田保橋淳さんは造園50年になる庭に花も香りも実も楽しみたいと果樹を多く植えた。「収穫が自慢で、ご近所にお裾分けして喜ばれ」てきたが、「地球性能の劣化が原因か、重連する激甚災害からの影響か、この最近、花も香りも実も、すっかりダメになった。これは大変と、素人ながらそれなりの手入れをしているのだが、効果がない。ひと抱え以上の大木のモクレン、サクラのほか、ミカン、レモン、スダチ、カボス、ビワ、キンカンなどがよくない」としている。

しかし、一方で、「殺虫剤散布が必要ないほど、害虫がいなくなった。病気もなくなって殺虫剤も不要になった」という。ムシケラ野郎と目の敵にしたことも、過去のことになった。思えば、何匹虐殺したか。しかし、いかに害虫とはいえ、命あるものをどんどん殺めてよい筈はなかろう」とし、今は亡きムシケラたちに追悼の意を捧げ、冥福を祈ることにした、としている。
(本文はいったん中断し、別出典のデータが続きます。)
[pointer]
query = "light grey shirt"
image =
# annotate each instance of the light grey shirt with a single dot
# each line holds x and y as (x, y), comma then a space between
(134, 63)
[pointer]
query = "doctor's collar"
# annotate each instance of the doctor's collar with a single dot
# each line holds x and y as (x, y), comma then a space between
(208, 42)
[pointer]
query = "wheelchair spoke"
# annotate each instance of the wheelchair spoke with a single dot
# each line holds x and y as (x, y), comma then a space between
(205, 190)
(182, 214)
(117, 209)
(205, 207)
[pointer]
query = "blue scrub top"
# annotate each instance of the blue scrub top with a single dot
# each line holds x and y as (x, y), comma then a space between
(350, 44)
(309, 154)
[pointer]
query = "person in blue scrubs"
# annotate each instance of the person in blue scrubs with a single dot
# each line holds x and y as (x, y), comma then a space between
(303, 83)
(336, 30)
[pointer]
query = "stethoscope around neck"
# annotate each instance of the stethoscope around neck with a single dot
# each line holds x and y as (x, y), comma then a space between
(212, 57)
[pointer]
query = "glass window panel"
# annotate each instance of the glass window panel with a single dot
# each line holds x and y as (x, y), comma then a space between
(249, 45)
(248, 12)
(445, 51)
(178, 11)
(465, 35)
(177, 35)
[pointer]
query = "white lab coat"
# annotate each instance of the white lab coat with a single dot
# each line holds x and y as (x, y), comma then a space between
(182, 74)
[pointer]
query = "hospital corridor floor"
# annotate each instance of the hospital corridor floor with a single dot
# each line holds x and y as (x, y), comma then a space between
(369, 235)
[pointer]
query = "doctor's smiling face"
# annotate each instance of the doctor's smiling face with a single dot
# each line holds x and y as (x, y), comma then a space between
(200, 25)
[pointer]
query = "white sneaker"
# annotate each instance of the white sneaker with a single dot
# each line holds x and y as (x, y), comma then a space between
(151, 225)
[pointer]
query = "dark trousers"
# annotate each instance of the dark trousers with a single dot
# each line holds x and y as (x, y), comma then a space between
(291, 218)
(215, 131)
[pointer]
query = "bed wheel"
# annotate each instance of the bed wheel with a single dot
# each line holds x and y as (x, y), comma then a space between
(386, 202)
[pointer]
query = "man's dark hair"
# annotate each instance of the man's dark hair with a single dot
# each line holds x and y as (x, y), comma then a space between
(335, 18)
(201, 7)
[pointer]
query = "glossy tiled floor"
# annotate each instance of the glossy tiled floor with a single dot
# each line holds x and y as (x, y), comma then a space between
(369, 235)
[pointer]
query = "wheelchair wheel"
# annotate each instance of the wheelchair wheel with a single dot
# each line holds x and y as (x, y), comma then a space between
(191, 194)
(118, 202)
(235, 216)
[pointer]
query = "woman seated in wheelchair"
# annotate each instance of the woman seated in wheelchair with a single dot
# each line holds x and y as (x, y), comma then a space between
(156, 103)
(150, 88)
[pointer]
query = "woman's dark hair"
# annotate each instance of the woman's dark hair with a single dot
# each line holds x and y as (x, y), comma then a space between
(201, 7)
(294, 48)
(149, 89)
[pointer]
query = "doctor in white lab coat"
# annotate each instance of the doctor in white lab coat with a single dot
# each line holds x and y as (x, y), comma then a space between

ウイキペディアによると、「曼陀羅(曼荼羅)」は仏教(特に密教)において聖域、仏の悟りの境地、世界観などを仏像、シンボル、文字、神々などを用いて視覚的、象徴的に表したものという。

古代インドに起源をもち、インドでは諸神を招く時、土壇上に円形または方形の魔方陣、マンダラを色砂で描いて秘術を行う。色砂で土壇上に描くため、古い物は残っていないが、チベット仏教などでは今でも修行の一環として儀式、祭礼を行う時に描かれる。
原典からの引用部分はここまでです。